Moody was half right. They should not have acted like they believed the Abstract, but neither should they have signed it (nor should the “powers that be” have allowed it)! This highlights the nature of the problems that we had in our seminaries in the 1970s-80s. They were not only doctrinal problems, they were moral. To believe and teach bad theology is a doctrinal problem. To sign a document promising to teach according to it and not contrary to it without honestly believing it is a moral problem. By safeguarding confessional integrity, we can resist both.

That is why I am very concerned about the attitude displayed on this blog by a current professor of one of our Southern Baptist seminaries. He is not at all convinced of the doctrines of grace and has made that point repeatedly. But that is not what concerns me. I have never insisted that a person see eye-to-eye with me on every theological point in order to receive my respect or be the object of my love and appreciation. I have great fellowship with people with whom I disagree doctrinally.

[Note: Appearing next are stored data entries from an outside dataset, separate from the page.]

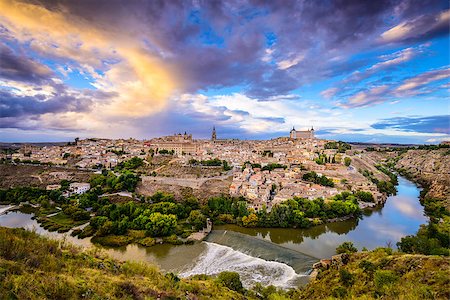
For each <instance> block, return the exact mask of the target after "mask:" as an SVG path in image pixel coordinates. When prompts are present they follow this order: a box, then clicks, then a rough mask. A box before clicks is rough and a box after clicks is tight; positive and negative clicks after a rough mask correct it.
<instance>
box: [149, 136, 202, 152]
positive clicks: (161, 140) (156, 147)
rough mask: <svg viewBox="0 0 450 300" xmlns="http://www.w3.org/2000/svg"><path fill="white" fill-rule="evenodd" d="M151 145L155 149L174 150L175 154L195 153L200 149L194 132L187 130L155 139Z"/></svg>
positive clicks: (152, 141)
mask: <svg viewBox="0 0 450 300" xmlns="http://www.w3.org/2000/svg"><path fill="white" fill-rule="evenodd" d="M149 146H150V147H151V148H153V149H154V150H155V151H160V150H167V151H173V152H174V154H175V155H184V154H194V153H196V152H197V150H198V145H197V144H196V143H195V141H194V140H193V139H192V134H187V133H186V132H185V133H184V134H181V133H178V134H174V135H170V136H165V137H161V138H156V139H153V140H151V142H150V143H149Z"/></svg>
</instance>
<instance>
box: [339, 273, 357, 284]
mask: <svg viewBox="0 0 450 300" xmlns="http://www.w3.org/2000/svg"><path fill="white" fill-rule="evenodd" d="M339 278H340V280H341V282H342V284H343V285H344V286H346V287H350V286H352V285H353V283H354V282H355V278H354V276H353V274H352V273H350V272H349V271H347V270H345V269H340V270H339Z"/></svg>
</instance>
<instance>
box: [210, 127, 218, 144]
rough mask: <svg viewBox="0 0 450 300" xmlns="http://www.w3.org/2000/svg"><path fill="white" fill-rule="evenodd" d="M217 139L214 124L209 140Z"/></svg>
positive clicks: (216, 135) (213, 140)
mask: <svg viewBox="0 0 450 300" xmlns="http://www.w3.org/2000/svg"><path fill="white" fill-rule="evenodd" d="M216 139H217V133H216V126H213V133H212V135H211V141H213V142H214V141H215V140H216Z"/></svg>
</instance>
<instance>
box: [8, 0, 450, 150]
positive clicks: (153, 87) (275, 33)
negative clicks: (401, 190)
mask: <svg viewBox="0 0 450 300" xmlns="http://www.w3.org/2000/svg"><path fill="white" fill-rule="evenodd" d="M425 6H426V7H422V6H421V5H417V4H416V3H415V2H414V1H400V2H397V1H371V2H364V3H361V2H360V1H348V2H346V3H345V4H342V3H340V2H334V1H331V2H318V3H308V2H298V1H270V2H251V1H250V2H232V3H228V2H210V1H203V2H197V1H192V2H190V1H181V2H176V1H163V2H155V1H141V0H136V1H132V2H130V3H127V5H123V4H122V3H120V2H116V1H96V0H92V1H81V2H79V1H61V0H55V1H49V2H47V1H31V0H23V1H18V0H16V1H14V0H0V59H1V62H2V63H1V64H0V108H1V109H0V135H1V136H2V137H6V139H8V140H16V139H17V140H26V139H27V138H30V137H33V135H34V136H35V138H33V139H38V136H39V135H41V136H42V138H43V139H44V138H45V139H48V138H51V139H52V140H57V137H60V138H61V139H67V138H68V137H72V138H73V137H75V136H82V137H92V136H103V137H130V136H136V137H140V138H148V137H150V136H154V135H161V134H170V133H173V132H174V131H176V130H181V131H193V132H195V133H196V134H197V135H198V136H199V137H205V136H209V134H210V132H209V131H210V127H211V126H212V125H213V124H215V125H217V126H218V128H220V130H221V131H222V132H223V133H224V134H226V135H227V136H229V137H243V138H254V137H257V138H267V137H274V136H280V135H285V134H286V132H287V131H288V130H290V128H292V126H295V127H296V128H298V129H306V128H310V127H311V126H314V127H315V129H317V131H316V132H317V135H318V136H320V137H326V138H337V139H340V138H342V139H346V140H354V139H357V140H358V141H361V140H364V141H368V140H372V139H377V140H380V141H383V140H389V141H392V140H395V138H398V139H399V140H402V141H406V140H407V141H408V142H409V141H417V142H438V141H440V140H442V139H444V136H445V135H446V134H447V133H446V131H445V130H442V126H437V125H439V124H438V123H439V120H438V119H436V118H433V117H434V116H439V115H442V111H444V109H448V105H447V103H445V101H444V100H445V97H448V92H449V86H448V85H449V80H450V76H449V69H448V65H449V61H448V57H449V49H448V42H446V41H445V38H446V37H448V31H449V30H448V23H449V16H450V13H449V9H448V5H446V4H443V3H442V1H438V0H432V1H430V2H429V3H427V4H426V5H425ZM330 11H333V12H334V13H333V14H330V13H329V12H330ZM286 20H289V21H288V22H287V21H286ZM389 104H395V106H394V105H391V107H392V108H389ZM394 109H395V111H393V110H394ZM394 113H395V114H396V116H398V117H403V118H411V117H410V115H414V116H415V117H417V118H423V119H424V120H425V119H426V118H429V119H428V121H427V122H428V123H430V126H429V128H431V127H432V126H434V127H433V128H436V130H434V131H432V132H430V130H429V129H426V131H424V129H423V127H420V126H419V127H417V126H416V127H414V128H408V130H405V128H406V127H405V126H406V125H404V124H403V125H402V124H397V125H395V126H394V125H392V124H391V125H392V126H381V125H380V124H385V123H386V122H387V121H386V115H388V116H389V115H393V114H394ZM373 124H378V125H377V127H378V128H374V127H373V126H372V125H373ZM52 134H53V137H54V138H53V137H52ZM408 139H409V140H408Z"/></svg>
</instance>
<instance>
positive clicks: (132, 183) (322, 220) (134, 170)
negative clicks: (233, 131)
mask: <svg viewBox="0 0 450 300" xmlns="http://www.w3.org/2000/svg"><path fill="white" fill-rule="evenodd" d="M219 162H220V163H221V164H222V165H224V163H223V162H221V161H217V163H219ZM142 164H143V162H142V159H139V158H133V159H131V160H129V161H126V162H123V163H121V164H120V165H118V166H117V167H116V168H115V170H114V172H112V171H109V172H108V171H104V172H102V173H101V174H94V175H92V176H91V179H90V184H91V187H92V188H91V190H90V191H88V192H87V193H84V194H82V195H72V196H70V197H68V198H66V197H63V196H62V192H64V191H65V190H66V189H67V188H68V186H69V182H67V181H62V182H61V186H62V187H61V189H60V190H54V191H46V190H44V189H39V188H30V187H17V188H11V189H7V190H0V203H3V204H20V203H28V204H32V205H34V207H32V206H29V205H28V206H27V205H25V206H23V207H22V210H25V211H26V212H28V213H34V215H35V217H36V219H37V221H38V222H40V223H41V224H42V226H43V227H44V228H45V229H48V230H50V231H58V232H67V231H69V230H70V229H72V228H73V227H75V226H78V225H81V224H84V223H88V222H89V225H88V226H87V227H85V228H84V229H82V230H80V229H76V230H74V231H73V232H72V235H77V236H79V237H88V236H93V239H92V241H93V242H94V243H99V244H102V245H106V246H123V245H126V244H129V243H133V242H135V243H139V244H141V245H144V246H152V245H154V244H155V243H156V242H158V243H162V242H165V243H172V244H181V243H186V242H189V241H188V240H186V238H187V237H188V236H189V235H190V234H192V233H193V232H195V231H198V230H201V229H202V228H203V227H204V226H205V224H206V220H207V218H210V219H211V220H213V221H214V223H216V224H224V223H232V224H238V225H241V226H246V227H283V228H287V227H294V228H307V227H310V226H313V225H318V224H322V223H323V222H326V221H328V220H330V219H338V218H349V217H358V216H359V215H360V214H361V210H360V208H359V206H358V201H365V202H373V201H374V199H373V196H372V194H371V193H369V192H362V191H359V192H355V193H350V192H342V193H341V194H338V195H336V196H334V197H333V198H331V199H328V200H326V201H325V200H323V199H315V200H306V199H302V198H297V197H294V198H293V199H291V200H288V201H286V202H283V203H281V204H278V205H276V206H274V207H273V208H272V210H271V211H270V212H268V211H267V210H266V209H265V208H263V209H261V210H259V211H258V212H255V211H254V210H253V209H249V208H248V205H247V201H246V200H245V198H242V197H240V198H232V197H230V196H225V195H222V196H218V197H212V198H210V199H209V200H207V201H206V202H203V203H201V202H199V201H198V199H196V198H195V197H185V198H183V199H182V200H181V201H175V197H174V196H173V195H172V194H169V193H164V192H156V193H155V194H153V195H152V196H148V197H144V196H139V197H138V196H137V195H133V197H132V198H129V197H122V199H121V201H115V200H114V198H112V197H109V196H107V195H109V194H111V193H115V192H120V191H128V192H134V191H135V189H136V185H137V184H138V182H139V180H140V177H139V175H138V174H136V173H135V172H134V171H135V170H136V169H137V168H139V167H140V166H142ZM270 167H277V166H269V169H270ZM117 172H118V173H119V174H118V175H116V173H117ZM311 176H312V177H311V178H312V180H315V179H317V178H318V177H317V176H314V174H311ZM322 179H325V180H328V179H327V178H326V177H322ZM104 195H106V196H104Z"/></svg>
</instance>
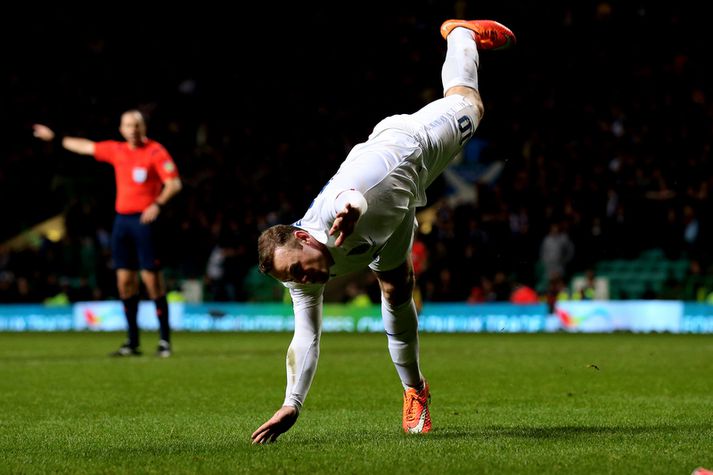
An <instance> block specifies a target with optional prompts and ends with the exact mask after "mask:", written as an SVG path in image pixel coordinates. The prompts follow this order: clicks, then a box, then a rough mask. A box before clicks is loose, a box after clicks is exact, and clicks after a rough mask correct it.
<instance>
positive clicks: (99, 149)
mask: <svg viewBox="0 0 713 475" xmlns="http://www.w3.org/2000/svg"><path fill="white" fill-rule="evenodd" d="M118 144H119V142H117V141H115V140H103V141H101V142H94V158H95V159H96V160H97V161H98V162H108V163H114V157H115V150H116V147H117V145H118Z"/></svg>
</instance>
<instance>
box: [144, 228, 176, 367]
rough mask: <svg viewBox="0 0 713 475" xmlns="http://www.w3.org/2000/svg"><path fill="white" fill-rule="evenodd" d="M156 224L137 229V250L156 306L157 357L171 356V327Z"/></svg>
mask: <svg viewBox="0 0 713 475" xmlns="http://www.w3.org/2000/svg"><path fill="white" fill-rule="evenodd" d="M157 232H158V230H157V228H156V223H151V224H141V225H140V227H139V228H138V229H137V250H138V256H139V266H140V267H141V280H142V281H143V283H144V287H146V292H147V293H148V294H149V298H150V299H151V300H153V301H154V304H155V305H156V318H157V319H158V325H159V342H158V347H157V350H156V355H157V356H161V357H164V358H165V357H168V356H171V325H170V321H169V315H168V301H167V300H166V284H165V280H164V277H163V272H162V270H161V259H160V256H159V248H158V235H157Z"/></svg>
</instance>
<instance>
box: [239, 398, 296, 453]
mask: <svg viewBox="0 0 713 475" xmlns="http://www.w3.org/2000/svg"><path fill="white" fill-rule="evenodd" d="M298 417H299V411H298V410H297V408H296V407H293V406H282V407H281V408H280V409H279V410H278V411H277V412H276V413H275V414H274V415H273V416H272V417H271V418H270V420H268V421H267V422H265V423H264V424H263V425H261V426H260V427H258V429H257V430H256V431H255V432H253V435H252V436H251V438H252V442H253V444H269V443H270V442H275V441H276V440H277V438H278V437H279V436H280V434H282V433H284V432H287V431H288V430H289V429H290V427H292V426H293V425H294V424H295V422H297V418H298Z"/></svg>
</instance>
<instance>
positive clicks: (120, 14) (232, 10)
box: [0, 1, 713, 301]
mask: <svg viewBox="0 0 713 475" xmlns="http://www.w3.org/2000/svg"><path fill="white" fill-rule="evenodd" d="M479 3H480V2H479ZM96 8H97V7H96V6H81V7H80V6H66V5H62V6H58V5H54V6H37V5H26V6H25V5H20V6H18V7H17V10H16V12H15V13H12V14H7V15H5V16H4V17H5V27H4V28H3V29H2V31H1V32H0V35H1V36H0V39H1V40H2V45H3V46H2V51H3V60H2V71H3V74H2V76H1V77H2V92H1V93H0V94H1V95H0V98H1V99H0V121H1V123H0V126H1V127H2V131H3V136H4V138H3V140H2V141H0V203H2V204H1V205H0V223H2V226H0V242H3V241H6V240H9V239H11V238H13V237H14V236H16V235H18V234H19V233H21V232H23V231H25V230H27V229H29V228H30V227H32V226H33V225H35V224H37V223H39V222H41V221H43V220H46V219H48V218H50V217H52V216H55V215H58V214H60V213H66V225H67V235H66V236H65V238H64V239H63V240H62V241H61V242H59V243H50V242H45V243H43V244H42V246H40V247H39V248H30V249H28V250H24V251H20V250H9V249H7V248H3V249H2V252H0V256H1V258H0V273H1V274H2V276H3V277H2V279H0V280H2V281H3V284H2V295H1V296H0V299H3V300H5V301H42V300H43V299H44V298H46V297H49V296H51V295H52V293H53V292H56V291H57V290H58V287H57V286H58V285H60V283H61V282H64V283H65V285H66V284H67V283H69V285H70V287H75V288H76V287H78V286H80V285H83V284H82V283H81V280H82V279H81V277H82V276H83V275H86V274H89V275H91V276H92V279H91V284H92V287H94V291H95V292H94V293H93V294H92V298H97V299H98V298H111V297H113V296H114V295H115V289H114V288H113V285H114V284H113V276H112V274H111V272H110V270H109V266H108V259H109V257H108V256H107V255H106V249H105V248H103V247H102V236H105V235H106V234H105V233H106V231H107V230H108V229H109V228H110V226H111V222H112V218H113V207H112V206H113V198H114V189H113V176H112V170H111V168H110V167H107V166H104V165H101V164H98V163H96V162H94V161H93V160H91V159H90V158H87V157H78V156H74V155H71V154H69V153H68V152H63V151H59V150H56V149H53V148H52V147H51V146H49V145H45V144H43V143H40V142H39V141H37V140H36V139H33V137H32V132H31V126H32V124H33V123H35V122H41V123H46V124H48V125H50V126H52V127H55V128H57V129H58V130H61V131H62V132H63V133H65V134H67V135H76V136H83V137H87V138H90V139H93V140H102V139H111V138H114V139H118V138H119V136H118V132H117V125H118V118H119V115H120V113H121V112H122V111H123V110H125V109H127V108H133V107H139V108H140V109H142V110H144V111H145V112H146V113H147V116H148V118H149V136H150V137H152V138H154V139H156V140H159V141H160V142H162V143H163V144H164V145H165V146H166V147H167V148H168V150H169V151H170V152H171V153H172V154H173V156H174V158H175V159H176V162H177V164H178V167H179V170H180V171H181V174H182V178H183V179H184V182H185V185H186V187H185V190H184V192H182V194H181V195H180V196H179V197H178V198H177V199H175V200H174V201H173V202H172V203H171V205H170V206H169V207H167V209H166V212H165V214H164V219H165V221H166V223H165V224H166V226H165V230H166V232H167V233H169V234H170V235H171V236H172V238H171V239H170V241H169V242H170V246H169V247H167V249H166V253H167V255H166V264H167V269H168V270H169V271H170V275H171V276H173V278H174V279H185V278H193V279H199V280H201V279H203V278H204V275H205V271H206V264H207V261H208V257H209V255H210V252H211V250H212V249H213V248H214V246H216V245H220V246H224V247H226V248H229V249H232V250H233V251H234V252H233V254H232V255H233V257H232V259H231V261H230V263H229V264H228V266H227V275H228V277H227V280H229V281H230V282H227V283H226V285H228V286H230V287H231V288H232V292H233V294H231V295H232V296H233V298H235V299H238V300H249V299H252V298H253V297H252V296H251V294H250V292H249V291H248V290H246V289H245V287H244V286H243V282H244V279H245V277H246V276H247V275H248V273H249V271H250V268H251V267H252V266H253V265H254V263H255V250H254V248H255V239H256V237H257V235H258V233H259V231H260V230H261V229H263V228H264V227H265V226H266V225H268V224H271V223H273V222H278V221H279V222H291V221H293V220H294V219H296V218H298V217H299V216H301V213H302V212H303V210H304V209H305V208H306V206H307V205H308V204H309V201H310V200H311V199H312V198H313V196H314V194H315V193H316V192H317V191H318V190H319V188H320V187H321V186H322V184H323V183H324V182H325V181H326V180H327V179H328V178H329V176H331V174H332V173H333V172H334V171H335V170H336V168H337V166H338V165H339V163H340V162H341V160H342V159H343V158H344V156H346V153H347V152H348V150H349V149H350V148H351V147H352V146H353V145H355V144H356V143H358V142H359V141H362V140H364V139H365V138H366V136H367V135H368V133H369V131H370V130H371V128H372V127H373V126H374V125H375V124H376V122H378V121H379V120H380V119H382V118H383V117H385V116H386V115H389V114H394V113H406V112H412V111H415V110H416V109H418V108H419V107H421V106H422V105H424V104H425V102H426V101H427V100H429V99H431V98H435V97H437V96H438V95H439V94H440V93H441V85H440V67H441V63H442V59H443V55H444V53H445V42H444V41H443V40H442V39H441V37H440V35H439V33H438V27H439V25H440V23H441V22H442V21H443V20H445V19H447V18H451V17H465V18H492V19H496V20H498V21H501V22H503V23H505V24H507V25H508V26H510V27H511V28H512V29H513V30H514V31H515V33H516V34H517V36H518V41H519V43H518V45H517V47H516V48H515V49H513V50H510V51H504V52H497V53H495V52H483V53H481V70H480V86H481V92H482V95H483V98H484V102H485V106H486V114H485V118H484V121H483V122H482V124H481V126H480V128H479V129H478V138H479V139H480V140H482V143H483V144H484V148H483V150H482V153H481V155H480V160H481V162H482V163H485V164H487V163H488V162H492V161H497V160H500V161H503V162H504V163H505V167H504V169H503V172H502V174H501V175H500V176H499V178H498V179H497V181H496V182H495V183H492V184H489V185H483V186H479V188H478V196H479V201H478V202H477V203H475V204H472V205H468V206H463V207H460V208H457V209H441V210H440V211H439V213H438V219H439V221H437V222H436V223H435V224H436V228H435V230H434V232H432V233H431V234H429V235H428V236H422V239H423V241H424V244H425V246H426V248H427V249H428V251H429V253H430V257H431V259H430V267H429V270H428V271H427V272H426V273H425V274H423V275H422V276H421V282H422V286H423V288H422V290H423V291H424V295H425V296H426V298H431V299H433V300H465V299H467V298H468V297H469V296H470V295H471V294H472V290H473V288H474V287H477V286H479V285H480V284H481V282H482V279H483V278H485V279H490V280H491V281H492V280H494V279H495V276H496V275H498V274H499V275H504V276H505V280H506V289H512V287H513V286H514V285H516V284H521V283H524V284H527V285H529V286H532V287H534V288H537V289H538V291H541V292H546V288H545V287H543V286H542V282H543V281H542V276H541V274H539V273H538V272H540V271H539V270H538V265H537V262H538V249H539V246H540V244H541V243H542V240H543V239H544V237H545V235H546V233H547V230H548V227H549V225H550V224H551V223H552V222H558V223H561V224H562V225H563V226H564V227H565V229H566V230H567V232H568V234H569V236H570V237H571V239H572V242H573V244H574V246H575V249H576V254H575V259H574V260H573V261H572V262H571V263H570V264H569V265H568V268H567V275H566V276H565V277H566V278H567V279H569V278H570V277H572V276H573V275H575V274H577V273H581V272H583V271H584V270H585V269H588V268H594V267H595V266H596V263H597V262H600V261H602V260H605V259H618V258H635V257H636V256H637V255H639V253H640V252H642V251H644V250H647V249H651V248H655V249H660V250H661V251H662V252H663V253H664V256H665V257H666V258H670V259H680V258H684V259H688V260H690V261H691V262H695V263H697V265H698V266H699V268H700V269H701V270H700V272H701V273H702V274H704V275H706V274H707V273H708V269H709V267H710V265H711V262H712V261H711V255H710V250H709V246H707V242H708V241H709V237H710V225H711V223H710V220H711V218H710V217H711V213H710V209H709V208H710V200H711V199H710V196H709V191H708V190H709V189H710V188H711V185H712V184H713V178H712V177H713V174H712V173H711V159H710V153H711V143H712V139H711V132H712V131H713V128H712V126H713V122H712V118H713V108H712V107H711V82H710V80H709V79H708V77H707V76H706V71H707V69H709V63H710V59H709V58H710V46H711V41H710V39H709V38H708V36H707V35H706V34H704V31H705V28H706V25H705V23H704V22H705V21H706V15H703V14H702V13H701V12H700V11H698V10H697V9H695V8H689V6H687V5H686V2H682V3H675V4H670V3H668V4H661V3H660V2H651V1H646V2H644V1H640V2H628V1H610V2H592V1H585V2H577V1H556V2H525V1H520V2H500V3H496V2H491V3H490V4H488V5H480V4H476V2H449V1H446V2H435V1H431V2H429V1H416V2H356V1H354V2H339V4H337V3H336V2H330V3H319V2H318V3H303V4H300V5H294V4H291V5H289V6H284V5H281V4H279V3H265V4H254V5H251V6H250V8H248V7H247V6H245V5H243V4H235V5H234V6H233V5H231V6H227V5H221V6H218V5H217V4H210V3H208V4H200V5H196V4H192V5H191V6H187V7H177V6H174V7H171V8H169V7H161V8H159V7H156V6H151V5H143V4H140V5H128V4H127V5H121V4H116V5H112V7H111V10H103V11H99V10H97V9H96ZM444 190H445V184H444V183H443V182H442V181H439V182H438V183H437V184H436V185H435V186H434V187H433V188H432V189H431V190H430V193H429V196H430V197H431V198H432V202H431V203H430V204H433V203H436V202H437V200H438V198H439V197H440V196H441V194H442V193H443V192H444ZM612 196H616V199H617V201H618V203H620V206H618V207H615V208H616V209H614V210H613V211H612V210H610V209H608V208H607V205H608V204H611V197H612ZM522 215H525V216H527V220H528V229H527V231H526V232H518V233H515V232H513V228H512V221H513V219H515V218H517V216H522ZM692 219H695V220H697V223H698V227H697V233H696V234H694V235H692V236H691V235H690V234H689V235H686V234H685V231H686V229H690V228H687V225H689V224H690V222H691V220H692ZM473 229H476V230H477V232H473ZM87 256H89V257H87ZM83 259H84V260H83ZM442 271H446V273H448V272H451V273H452V274H453V275H455V276H457V279H453V280H456V281H457V284H456V285H454V284H450V288H449V285H448V284H447V283H446V282H444V279H445V280H448V278H447V277H444V273H443V272H442ZM20 278H23V279H25V281H26V282H29V284H30V293H29V294H25V295H18V293H17V291H16V290H15V287H16V284H17V280H18V279H20ZM427 284H428V285H427ZM682 284H683V283H682V282H679V283H678V285H679V287H680V288H681V289H683V288H684V286H683V285H682ZM672 285H673V284H672ZM672 288H673V287H672ZM677 288H678V287H677ZM670 290H671V289H669V291H670ZM711 290H713V289H711ZM681 292H683V290H681ZM660 296H661V295H659V297H660ZM667 296H669V297H675V298H689V297H690V296H687V295H683V294H682V293H679V294H674V293H671V292H669V294H667ZM85 297H86V295H85ZM497 298H498V299H501V298H505V299H506V298H507V296H505V297H502V295H499V296H498V297H497Z"/></svg>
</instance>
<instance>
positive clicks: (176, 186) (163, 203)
mask: <svg viewBox="0 0 713 475" xmlns="http://www.w3.org/2000/svg"><path fill="white" fill-rule="evenodd" d="M182 188H183V183H182V182H181V179H180V178H178V177H176V178H171V179H168V180H166V181H165V182H164V184H163V189H162V190H161V194H160V195H158V196H157V197H156V200H155V201H154V202H153V203H152V204H151V205H150V206H149V207H148V208H146V209H145V210H144V211H143V212H142V213H141V222H142V223H143V224H148V223H152V222H154V221H155V220H156V218H158V215H159V214H160V213H161V207H162V206H163V205H165V204H166V203H168V201H169V200H170V199H171V198H173V197H174V196H175V195H176V194H177V193H178V192H179V191H181V189H182Z"/></svg>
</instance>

My concern for this professor, however, stems from his comments here on June 29, 2006. As a professor at Southeastern Baptist Theological Seminary, he is employed at an institution that uses the Abstract of Principles (along with the Baptist Faith and Message) as its doctrinal guide. Professors are required to sign the Abstract as terms of employment. This professor purportedly recognizes that the Abstract explicitly articulates 3 of the so-called “5 points of Calvinism.” Yet, when pressed about his own affirmation of the Abstract, he responded with this troubling comment:

And I am never ashamed to admit publicly and before all, including churches I may pastor my soteriological position. To not do so, is unethical. I affirm 3 of the classic points of Calvinism provided I can define them, rather than their being dependent on the entire system’s presuppositions (emphasis added).

Here is how I responded to this brother on that occasion:

Now, I am quite sure you are no liberal, but this is *precisely* the way liberal professors at Southern and Southeastern rationalized their signing of the Abstract of Principles in the 1980s. Authorial intent was completely rejected. The real question–the question that every honest signer of that document should be able to answer in the affirmative–is this: Do I believe the article of this statement in the same way that James P. Boyce and Basil Manly, Jr. did?

He did not answer my question, and the response he did offer did nothing to alleviate my concern.

Let me reiterate exactly what that concern is. After the hard-won battles of the last 27 years, I am concerned that we not lessen our commmitment to confessional integrity in our theological institutions. It is utter folly to think that “our side” is immune to the very same temptations that led the “other side” to disregard confessional boundaries. The issue is not personal, it is moral and doctrinal. My hope is that professors, administrators, trustees and the churches to whom they are all accountable will be vigilant in our efforts to maintain confessional integrity throughout our institutions.